Simon Kirby, MP for Brighton Kemptown and Peacehaven, will present the Bill after PMQs on a 10-minute rule motion.

Although it stands little chance of becoming law in its own right, aspects of the Bill have the sympathies of ministers and could find their way into a government bill later.

Kirby's Bill would revise the 1994 Public Order Act, he says, to give clarity to police and local authorities on who should take the lead on emptying illegal sites.

It also calls for changes to welfare checks, currently compulsory for travellers each time they are moved. He says that every time a traveller camp is removed from one site and established in another one nearby, local authorities must carry out a welfare check before attempting to evict them again.

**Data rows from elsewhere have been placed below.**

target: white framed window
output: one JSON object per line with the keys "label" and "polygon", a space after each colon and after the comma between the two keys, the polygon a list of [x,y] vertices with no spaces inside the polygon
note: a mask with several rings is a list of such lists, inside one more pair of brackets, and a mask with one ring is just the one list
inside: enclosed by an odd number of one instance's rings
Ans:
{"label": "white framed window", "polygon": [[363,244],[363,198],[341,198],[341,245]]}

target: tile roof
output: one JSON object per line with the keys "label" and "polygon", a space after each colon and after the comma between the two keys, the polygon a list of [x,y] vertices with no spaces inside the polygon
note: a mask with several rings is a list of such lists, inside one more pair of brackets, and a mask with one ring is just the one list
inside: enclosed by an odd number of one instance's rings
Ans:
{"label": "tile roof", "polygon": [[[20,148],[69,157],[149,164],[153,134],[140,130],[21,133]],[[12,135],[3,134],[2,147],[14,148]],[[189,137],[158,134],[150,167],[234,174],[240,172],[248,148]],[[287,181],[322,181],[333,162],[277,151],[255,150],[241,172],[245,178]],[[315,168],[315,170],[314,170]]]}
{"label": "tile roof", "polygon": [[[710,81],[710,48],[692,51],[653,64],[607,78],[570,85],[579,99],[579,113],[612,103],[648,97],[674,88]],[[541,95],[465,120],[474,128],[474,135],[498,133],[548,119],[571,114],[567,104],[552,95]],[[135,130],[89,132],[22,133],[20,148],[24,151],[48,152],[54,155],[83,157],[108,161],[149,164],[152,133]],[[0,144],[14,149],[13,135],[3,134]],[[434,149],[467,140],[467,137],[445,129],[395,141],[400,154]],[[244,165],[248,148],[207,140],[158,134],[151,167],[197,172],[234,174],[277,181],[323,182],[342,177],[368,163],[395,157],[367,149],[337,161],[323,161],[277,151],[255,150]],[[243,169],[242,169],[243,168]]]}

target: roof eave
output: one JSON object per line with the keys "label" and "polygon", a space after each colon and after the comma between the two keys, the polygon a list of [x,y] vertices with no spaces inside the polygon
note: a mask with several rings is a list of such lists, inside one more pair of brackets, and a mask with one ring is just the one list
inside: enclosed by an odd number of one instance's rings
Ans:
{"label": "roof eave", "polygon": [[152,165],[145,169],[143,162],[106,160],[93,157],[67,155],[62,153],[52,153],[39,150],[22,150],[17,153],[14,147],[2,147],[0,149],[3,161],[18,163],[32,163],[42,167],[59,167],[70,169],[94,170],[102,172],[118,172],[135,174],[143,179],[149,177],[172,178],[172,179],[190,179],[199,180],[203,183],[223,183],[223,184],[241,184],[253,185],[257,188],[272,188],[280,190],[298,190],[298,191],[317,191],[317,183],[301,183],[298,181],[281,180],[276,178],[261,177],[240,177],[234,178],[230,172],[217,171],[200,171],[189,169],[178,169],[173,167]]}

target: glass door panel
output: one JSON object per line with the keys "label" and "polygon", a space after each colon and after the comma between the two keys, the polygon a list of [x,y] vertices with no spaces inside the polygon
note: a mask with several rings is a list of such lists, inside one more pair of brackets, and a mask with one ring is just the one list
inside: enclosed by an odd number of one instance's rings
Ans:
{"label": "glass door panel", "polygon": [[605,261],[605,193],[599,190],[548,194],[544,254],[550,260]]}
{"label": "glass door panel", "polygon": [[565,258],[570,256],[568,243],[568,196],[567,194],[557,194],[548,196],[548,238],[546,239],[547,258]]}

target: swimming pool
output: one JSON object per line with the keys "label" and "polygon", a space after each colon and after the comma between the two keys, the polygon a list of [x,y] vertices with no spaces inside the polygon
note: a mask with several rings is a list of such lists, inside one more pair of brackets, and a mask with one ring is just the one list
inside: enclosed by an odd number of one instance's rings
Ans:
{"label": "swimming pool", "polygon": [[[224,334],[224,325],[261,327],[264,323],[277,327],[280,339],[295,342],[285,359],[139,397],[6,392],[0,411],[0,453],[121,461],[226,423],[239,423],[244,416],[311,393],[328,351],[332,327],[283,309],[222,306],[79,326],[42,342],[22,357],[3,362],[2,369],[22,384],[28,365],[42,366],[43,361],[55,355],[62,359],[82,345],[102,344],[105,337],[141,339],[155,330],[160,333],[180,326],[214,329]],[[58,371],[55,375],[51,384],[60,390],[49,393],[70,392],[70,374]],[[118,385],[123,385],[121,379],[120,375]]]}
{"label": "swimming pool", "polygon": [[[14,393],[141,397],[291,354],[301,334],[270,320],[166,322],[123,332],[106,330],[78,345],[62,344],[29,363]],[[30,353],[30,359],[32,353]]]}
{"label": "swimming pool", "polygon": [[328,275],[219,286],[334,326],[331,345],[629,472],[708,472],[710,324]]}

His Bill would also allow for impounding of travellers vans if the owners do not move on when told to.

Speaking to HuffPost UK, Kirby says while Dale Farm was a high-profile episode, similar scenes happen in Brighton all the time. "There seems to be problems between the police and the local council on who is making the decisions whether to move people on or not.

"If people want to lead an alternative lifestyle, that's fine. But it's really about providing certainty and support for the settled community who are often very worried about travellers appearing overnight in residential areas."

"One of the issues in Brighton and Hove is that the travellers move from one site to the next, and they play the game by the rules that they're allowed to. Welfare checks are right and proper, but it seems ridiculous having moved travellers from one site to another, possibly only yards down the road, that the council then has go back to square one."

Several Tory MPs have indicated they will support the motion, and the Home Secretary Theresa May indicated on Monday that the government was looking at the issue.

"We are currently looking at whether we need to give extra powers to the police on clearing encampments," she told MPs during Home Office questions.